Photo via Flickr user Mark Grapengater

Over the last few years, scientists, health campaigners, and politicians have demonised sugar-filled fizzy drinks as causers of weight gain. Last October, the World Health Organisation condemned soft drinks for leading to obesity and related diseases like diabetes and cancer. Countries around the world have since taken action to curb fizzy drink consumption by banning unlimited soda refills and introducing taxes on the sugary stuff.

If you want cut down on extra calories while still enjoying the fizz, then, drinking carbonated water seems like a good alternative. But according to a new study by scientists at Birzeit University in the Palestinian West Bank, that San Pellegrino might not be as as harmless as it seems.

The research, which was published in the Obesity Research and Clinical Practice Journal, found that rats who were given carbonated beverages ate 20 percent more food than rats who were given flat drinks. The experiment, which studied the effects of different drinks on the eating habits of rats over the course of a year, also showed that the rodents who drank fizzy water showed signs of chronic obesity, like fat accumulating around organs.

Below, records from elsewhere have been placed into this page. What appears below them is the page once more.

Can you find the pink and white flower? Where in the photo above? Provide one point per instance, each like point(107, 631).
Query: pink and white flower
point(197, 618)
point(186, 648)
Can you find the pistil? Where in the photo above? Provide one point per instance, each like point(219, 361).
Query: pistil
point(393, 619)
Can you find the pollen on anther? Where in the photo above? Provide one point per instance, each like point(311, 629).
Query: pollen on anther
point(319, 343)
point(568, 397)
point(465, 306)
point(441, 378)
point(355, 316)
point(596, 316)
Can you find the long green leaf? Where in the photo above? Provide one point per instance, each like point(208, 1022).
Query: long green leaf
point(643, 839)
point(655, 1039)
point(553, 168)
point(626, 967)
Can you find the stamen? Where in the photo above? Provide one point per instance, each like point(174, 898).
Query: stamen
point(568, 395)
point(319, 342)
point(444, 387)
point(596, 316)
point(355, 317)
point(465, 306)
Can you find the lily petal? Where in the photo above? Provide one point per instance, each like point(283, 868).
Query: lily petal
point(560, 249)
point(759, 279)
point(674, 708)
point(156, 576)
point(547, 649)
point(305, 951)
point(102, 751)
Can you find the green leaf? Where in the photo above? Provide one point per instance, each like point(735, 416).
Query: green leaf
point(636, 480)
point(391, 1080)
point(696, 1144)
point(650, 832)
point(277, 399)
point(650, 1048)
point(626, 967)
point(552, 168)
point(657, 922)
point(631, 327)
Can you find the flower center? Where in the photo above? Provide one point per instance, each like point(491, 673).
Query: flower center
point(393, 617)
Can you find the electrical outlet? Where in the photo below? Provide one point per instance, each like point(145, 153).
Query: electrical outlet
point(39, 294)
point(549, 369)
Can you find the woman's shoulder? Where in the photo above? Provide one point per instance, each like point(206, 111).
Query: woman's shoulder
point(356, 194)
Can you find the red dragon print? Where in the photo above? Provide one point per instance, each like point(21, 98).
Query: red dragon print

The effect of fizzy drinks on ghrelin, the hunger hormone, could be what leads to this increase in food consumption and weight gain, the study said. After the rats drank a carbonated drink, their levels of ghrelin were significantly higher than in animals that had consumed flat beverages. The experiment was then repeated on 20 human participants and carbonated drinks were again found to increase ghrelin levels.

However, cutting out sparkling water probably won't help you eat less.

MUNCHIES reached out to Susan Jebb, professor of diet and population health at the University of Oxford, to find out if the fizzy stuff really makes you more hungry. Jebb said: "It would be premature to offer advice to people trying to lose weight based on a single small study which looked at rates of weight gain in laboratory animals who are still growing. Advice for weight control needs to be based on rigorous well controlled trials and a full synthesis of the evidence."

Maybe you can have your San Pellegrino and drink it.